猫は水たまりの月を覗く

紗音。

第1話 プロローグ

 暖かい日差しに少し目を開ける。

 太陽の光が眩しく感じる。ぼやけた世界が目の前に広がる。ここはどこだろうか。空を見つめながら、ぼんやりと考えていた。空が見えるということは、外のどこかで寝てしまったのだろう。これで何回目かとため息をつく。

 地面の温かさのせいで、もう一寝入りしようかと目を瞑ろうとするが、近くで人の声がするのが聞こえる。早く起きないと通報されてしまう。昔から遊び疲れてその場で寝てしまうことが多々あって、最初の頃は親が警察を呼んだり、探し回ったりしてくれていたのだが、大きくなってからは呆れられて放置されることが普通になった。そのため、今日もやらかしてしまったのだろう。


 (また、親父に怒られるのか……)


 身体を横に倒し起き上がろうとするが、上手く立ち上がれない。昨日、遊びすぎたのだろうか。記憶を辿るが、何も思いだせない。よくテレビで超人や有名選手の練習風景とかを観て、自分もやればなれると信じてその倍をやって動けなくなることが多かったけど、今回は何をやらかしたのだろうか。

 かろうじて動く手と足を使ってノロノロと噴水に向かう。いつもより視線が酷く低いせいか、すぐそばにある噴水にすら数十歩以上歩いても辿り着けない。

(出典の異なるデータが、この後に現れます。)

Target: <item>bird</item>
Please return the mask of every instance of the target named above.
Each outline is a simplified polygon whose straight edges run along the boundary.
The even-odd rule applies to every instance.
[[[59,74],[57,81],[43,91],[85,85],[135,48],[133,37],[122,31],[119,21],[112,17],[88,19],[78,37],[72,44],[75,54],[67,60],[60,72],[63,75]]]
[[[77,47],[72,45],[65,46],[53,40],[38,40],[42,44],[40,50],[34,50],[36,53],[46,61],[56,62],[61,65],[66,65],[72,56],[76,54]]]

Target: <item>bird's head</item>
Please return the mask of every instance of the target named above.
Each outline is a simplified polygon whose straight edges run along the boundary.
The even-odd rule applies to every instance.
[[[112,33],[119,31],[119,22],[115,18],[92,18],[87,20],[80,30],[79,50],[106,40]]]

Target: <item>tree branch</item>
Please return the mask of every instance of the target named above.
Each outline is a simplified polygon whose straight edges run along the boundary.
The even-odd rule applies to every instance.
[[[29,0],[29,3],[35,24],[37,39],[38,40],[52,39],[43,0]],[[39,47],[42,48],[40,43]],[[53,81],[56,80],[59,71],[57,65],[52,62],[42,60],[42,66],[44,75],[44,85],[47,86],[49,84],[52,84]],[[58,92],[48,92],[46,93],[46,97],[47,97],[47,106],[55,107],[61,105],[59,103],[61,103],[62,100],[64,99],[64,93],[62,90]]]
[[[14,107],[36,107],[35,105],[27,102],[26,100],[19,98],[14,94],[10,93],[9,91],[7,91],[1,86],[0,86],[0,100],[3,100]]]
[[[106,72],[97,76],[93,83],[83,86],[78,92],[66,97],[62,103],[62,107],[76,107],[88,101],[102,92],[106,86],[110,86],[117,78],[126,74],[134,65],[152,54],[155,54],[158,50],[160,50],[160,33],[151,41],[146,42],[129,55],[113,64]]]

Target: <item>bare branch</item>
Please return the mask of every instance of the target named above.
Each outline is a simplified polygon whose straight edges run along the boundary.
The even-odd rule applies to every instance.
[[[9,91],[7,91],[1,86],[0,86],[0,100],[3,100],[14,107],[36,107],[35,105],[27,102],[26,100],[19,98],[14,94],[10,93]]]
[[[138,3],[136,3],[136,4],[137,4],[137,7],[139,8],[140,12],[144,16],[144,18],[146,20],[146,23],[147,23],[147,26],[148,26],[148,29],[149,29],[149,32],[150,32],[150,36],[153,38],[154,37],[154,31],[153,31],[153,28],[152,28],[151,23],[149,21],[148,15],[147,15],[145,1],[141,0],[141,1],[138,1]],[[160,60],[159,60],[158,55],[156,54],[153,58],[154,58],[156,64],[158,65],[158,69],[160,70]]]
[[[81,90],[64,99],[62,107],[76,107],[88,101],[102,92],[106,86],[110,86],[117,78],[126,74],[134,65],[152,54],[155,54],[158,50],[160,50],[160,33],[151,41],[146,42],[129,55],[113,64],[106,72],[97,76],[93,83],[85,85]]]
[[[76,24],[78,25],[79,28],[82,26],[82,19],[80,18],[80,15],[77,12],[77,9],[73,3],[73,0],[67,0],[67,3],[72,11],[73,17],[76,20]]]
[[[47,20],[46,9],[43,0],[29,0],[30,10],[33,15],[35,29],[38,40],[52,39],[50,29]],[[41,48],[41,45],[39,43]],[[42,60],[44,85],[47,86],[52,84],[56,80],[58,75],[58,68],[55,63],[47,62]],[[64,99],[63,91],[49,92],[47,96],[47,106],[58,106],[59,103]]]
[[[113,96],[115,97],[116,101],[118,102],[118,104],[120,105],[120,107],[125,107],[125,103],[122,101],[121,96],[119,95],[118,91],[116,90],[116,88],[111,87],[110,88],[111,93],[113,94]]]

(帰ったら、今日の反省をしよう……次はこんなことしないように)


 噴水に辿り着き、手を伸ばすが届かない。そんなに届かないものかと必死に手を伸ばしている時、ふと自分の腕に視線がいった。


(腕は黒色のもさもさ、手は……肉球??)


 右手左手と見てみると、どう見ても動物の腕である。自分で毛や手を触ってみるが、触られている感覚がある。何故だと困っていた時だった。突然身体が宙に浮いた。

「はい、ねこさん!これでおみずが見えるかな?」

 噴水に映るのは、小学校低学年くらいの男の子と黒色の猫。手を振ると、水に映った猫も手を振ってくる。


(これは、まさか……自分は猫になったのか??)


 どうやら、自分は猫になってしまったのだ。黒色の猫、男の子が軽々と持ち上げられているということは、子猫くらいだろうか。水に映る黒猫の顔が段々と青ざめていくのが見えた。

『ぎゃー!!』

 多分、男の子には猫の鳴き声に聞こえているだろう。男の子が驚いて腕の力が抜けたので、その瞬間に腕の中から脱出し、急いで公園を後にした。

「ねこさん!またねー」


(またなんてあってたまるかー!!!!)


 とにかく落ち着ける場所へ、家にいったん帰ろうと必死に走り続けた。